StatusManager: consolidate status updates from different zones #3750

npinaeva · 2023-07-06T14:52:32Z

Create StatusManager - a centralized component responsible for updating
the centralized status of an object, based on zone-specific statuses.
Created as a part of cluster manager, handles only apbroutepolicy
objects for now.

Update AdminPolicyBasedRouteStatus.Messages to allow patching with
merge strategy. Update update-codegen script to always install
latest controller-gen, so that controller-gen.kubebuilder.io/version
on the generate object doesn't decrease.

Remove updated policy check based on timestamp,
since LastTransitionTime precision is in seconds, and the whole test
takes less than a second to complete, therefore all timestamps will
be the same for multiple updates. Just checking expected policy state
is enough for that test.

Update unit tests to check Status.Messages instead of Status.Status

Add distributed status management for EgressFirewall.
Add Status.Messages field to record statuses from zones,
make egressfirewall status a subresource

Be careful: requires CRD and status subresource permission change

coveralls · 2023-09-30T11:21:59Z

coverage: 50.718% (+0.2%) from 50.475%
when pulling 65ab2b2 on npinaeva:apbroute-status
into ac6820d on ovn-org:master.

npinaeva · 2023-10-13T10:15:55Z

caught #3924

go-controller/hack/update-codegen.sh

go-controller/pkg/clustermanager/status_manager/status_manager.go

go-controller/pkg/ovn/controller/apbroute/external_controller_policy_test.go

go-controller/pkg/ovn/controller/apbroute/master_controller.go

go-controller/pkg/clustermanager/status_manager/status_manager.go

go-controller/pkg/types/const.go

jcaamano · 2023-10-25T13:38:13Z

Missing a bit of documentation somewhere on the general approach that guides future implementations for other resource statuses. It might be confusing that, while we could be doing different things for apb and ef because the code structure supports it, we are doing basically the same thing for both.

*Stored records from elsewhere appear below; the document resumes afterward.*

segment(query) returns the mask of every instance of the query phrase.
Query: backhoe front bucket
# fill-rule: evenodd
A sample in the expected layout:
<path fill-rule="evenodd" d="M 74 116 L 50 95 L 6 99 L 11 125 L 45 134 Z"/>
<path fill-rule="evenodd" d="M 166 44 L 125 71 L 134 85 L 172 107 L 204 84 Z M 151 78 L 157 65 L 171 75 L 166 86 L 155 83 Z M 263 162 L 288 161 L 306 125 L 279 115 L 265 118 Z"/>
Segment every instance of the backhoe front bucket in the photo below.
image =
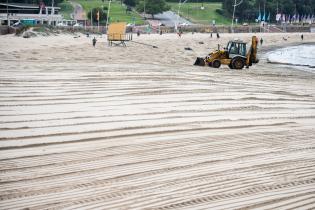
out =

go-controller/pkg/clustermanager/status_manager/resource_manager.go

go-controller/pkg/clustermanager/status_manager/status_manager.go

go-controller/pkg/clustermanager/status_manager/resource_manager.go

go-controller/pkg/clustermanager/zone_tracker/zone_tracker.go

jcaamano · 2023-11-20T11:49:05Z

go-controller/pkg/clustermanager/zone_tracker/zone_tracker.go

+	// This label is needed to allow nodes some time to get/restore their zone label without all their
+	// status messages being removed.
+	UnknownZone        = "unknown"
+	unknownZoneTimeout = 30 * time.Second


Does this account for the total time we would potentially be retrying to annotate the zone to the node? Would it make sense for it to account for that total time? I guess we can be generous here? If it does or it should, should it be tied up by a global constant?

go-controller/pkg/ovn/egressfirewall.go

go-controller/pkg/ovn/controller/apbroute/master_controller.go

go-controller/go.mod

test/e2e/status_manager.go

jcaamano

Mostly an initial pass on the new level driven controller. Ongoing...

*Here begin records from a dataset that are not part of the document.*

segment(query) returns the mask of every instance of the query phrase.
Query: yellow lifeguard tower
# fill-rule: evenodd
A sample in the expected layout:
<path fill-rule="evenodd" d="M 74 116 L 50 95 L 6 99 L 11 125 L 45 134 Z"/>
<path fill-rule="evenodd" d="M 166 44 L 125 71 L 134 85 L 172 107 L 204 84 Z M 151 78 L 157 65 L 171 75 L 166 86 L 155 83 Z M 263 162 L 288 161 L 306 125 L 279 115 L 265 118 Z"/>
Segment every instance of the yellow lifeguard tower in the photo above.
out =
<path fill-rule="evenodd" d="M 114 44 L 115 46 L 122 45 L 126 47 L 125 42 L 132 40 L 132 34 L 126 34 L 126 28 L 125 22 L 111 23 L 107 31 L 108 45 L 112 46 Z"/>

go-controller/pkg/clustermanager/status_manager/status_manager.go

go-controller/pkg/level_driven_controller/level_driven_controller.go

go-controller/pkg/clustermanager/status_manager/status_manager.go

go-controller/pkg/types/resource_status.go

go-controller/pkg/clustermanager/status_manager/zone_tracker/zone_tracker.go

jcaamano · 2023-11-24T12:54:26Z

go-controller/pkg/clustermanager/status_manager/status_manager.go

+		}
+
+		// now calculate accumulated status.
+		// if not all zones reported status, clean it up, since the status is considered unknown until all zone report results.


Are we sure about this?
Let's say we have 2 zones, one has reported an error and the other has not reported anything.
Can't we conclude that the overall status is an error regardless of what the missing zone ends up reporting?
If not, could we explain further why we would like to wait for all zones to report status?

yeah we can set failed status without having all zone messages, I just didn't think it is important enough to reconcile for that case, but I can add it

I also didn't want to make resourceManagers zone-aware, so I will need to pass an extra flag to only apply status if it is failure, does it sound fine?

Yeah, since it is private to the package it is not a big deal. I guess it wouldn't be a big deal either passing the zones that the resourceManagers should expect a message from, so they filter out messages that should not be taken into account.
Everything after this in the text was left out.